El comercio internacional de carne se duplicará y ha sufrido  leves bajas frente al derrumbe de los demás commodities. Por algo una vaquillona preñada vale 1.000 USD!!!

Recriar, único camino posible

Veamos el peso de faena: subirlo en forma económicamente sustentable requiere  recría a campo –casi desaparecida en la última década- complementada con una terminación de 90 a 120 días en corral. Este será posiblemente el nuevo novillo argentino: un producto con colocación en el mercado interno y externo, consistente en su terminación. La industria debe dar señales para que los productores lo hagan y el Estado debe promoverlo con una política impositiva y crediticia adecuada, en una suma donde todos ganaremos, colocando granos de maíz y pellet de soja, más burlanda y otros subproductos industriales para ser transformados en proteínas de alto valor biológico.

¿Dónde recriar?

Campos que han salido de agricultura por limitaciones edáficas, que permitían buenas rentabilidades con una soja a 500 USD, se transforman rápidamente en ganaderos de altísima producción, con promociones de raigrás, pasturas implantadas o verdeos. El desafío es profesionalizar la recría obteniendo ganancias de 500 a 700 gr/día con o sin suplementaciones (grano o silajes) de acuerdo a disponibilidad y calidad forrajera. La cuenca del Salado tiene una enorme capacidad de producir proteína barata para esta etapa, sobre todo con raigrás. Con una inversión de 100 USD/ha es posible recriar 2 a 3 novillitos de mayo a noviembre, con mínimas suplementaciones sobre promociones de raigrás.

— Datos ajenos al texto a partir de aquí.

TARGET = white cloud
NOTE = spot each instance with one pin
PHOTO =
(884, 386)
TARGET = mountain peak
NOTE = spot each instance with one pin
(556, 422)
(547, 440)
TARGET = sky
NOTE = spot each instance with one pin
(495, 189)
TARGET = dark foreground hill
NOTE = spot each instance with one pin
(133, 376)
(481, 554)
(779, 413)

En las zonas semiáridas, esta etapa requiere en general suministrar concentrados proteicos (a campo o en corrales de recría). La fortaleza está dada por la alta producción estival de forraje, esquema que tiene mayor costo invernal,  pero logrando altas producciones de carne en verano y novillos más pesados para encerrar.

Armando el rompecabeza

Todo está por hacerse, con riesgos, limitaciones,  altísimo capital invertido y muchas aristas a discutir que seguiremos analizando en otras notas.